Mit „Der letzte Mensch“ hat Shelley außerdem die erste Dystopie der Weltliteratur abgeliefert. Natürlich sollte man dabei nicht mit heutigen Maßstäben an die Sache herangehen, denn Shelleys Version des Jahres 2089 ist durch und durch geprägt von der Lebenswelt des 18. Jahrhunderts. Dass man sich in der Zukunft befindet, spürt man kaum, abgesehen davon, dass es Luftschiffe gibt und England eine Republik ist (was den Zeitgenossen Shelleys überhaupt nicht gefallen hat).

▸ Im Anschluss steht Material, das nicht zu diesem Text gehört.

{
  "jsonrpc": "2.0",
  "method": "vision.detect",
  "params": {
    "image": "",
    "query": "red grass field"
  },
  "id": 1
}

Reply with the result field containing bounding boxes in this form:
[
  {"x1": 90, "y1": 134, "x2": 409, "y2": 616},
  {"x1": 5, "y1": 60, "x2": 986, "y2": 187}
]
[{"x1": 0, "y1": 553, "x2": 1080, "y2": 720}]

Vor der Pest sind alle gleich
Mittlerweile können wir ein Lied davon singen, was passiert, wenn eine Pandemie ausbricht. Von Leichenbergen auf den Straßen sind wir in Deutschland jedoch zum Glück meilenweit entfernt. Doch in Shelleys Version muss fast schon in „Game of Thrones“-Manier einer nach dem anderen sterben – bis (Titel und Ich-Erzähler legen es nahe) nur noch Lionel übrigbleibt. Isolationsmaßnahmen und Flucht kommen gegen die durchweg tödliche Pest nicht an. Keine wie auch immer geartete Staatsform noch die Wissenschaft können etwas gegen die Seuche unternehmen. Verheerend sind die Auswirkungen auf die Gesellschaft, die im Großen wie im Kleinen gezeigt werden. Lionels Kreis an Vertrauten und Freunden wird immer kleiner, wobei Shelley nicht zimperlich vorgeht: Es wird emotional, tragisch und herzzerreißend. So spannend das auch sein mag, sprachlich ist diese Geschichte nicht einfach zu verfolgen. Man sollte sich für die Lektüre Zeit nehmen und braucht ein gewisses Maß an Konzentration. Herausragend ist jedoch die Leistung der Übersetzerin Irina Philippi. Den sprachlichen Duktus der Zeit hat sie meisterlich getroffen, eine bessere Version kann man nicht wünschen.
Fazit:
Mary Shelleys „Der letzte Mensch“ beinhaltet so viele Themen, dass dieses Buch keineswegs nur als reine Pestliteratur angesehen werden sollte. So entwirft die Autorin nicht nur ein Weltuntergangsszenario, sondern verarbeitet auch ihre eigenen Verluste. Wer etwas Anspruchsvolles lesen möchte und in der heutigen Situation kein Problem mit dem Thema Seuche hat, sollte dieses Buch auf seine Leseliste setzen.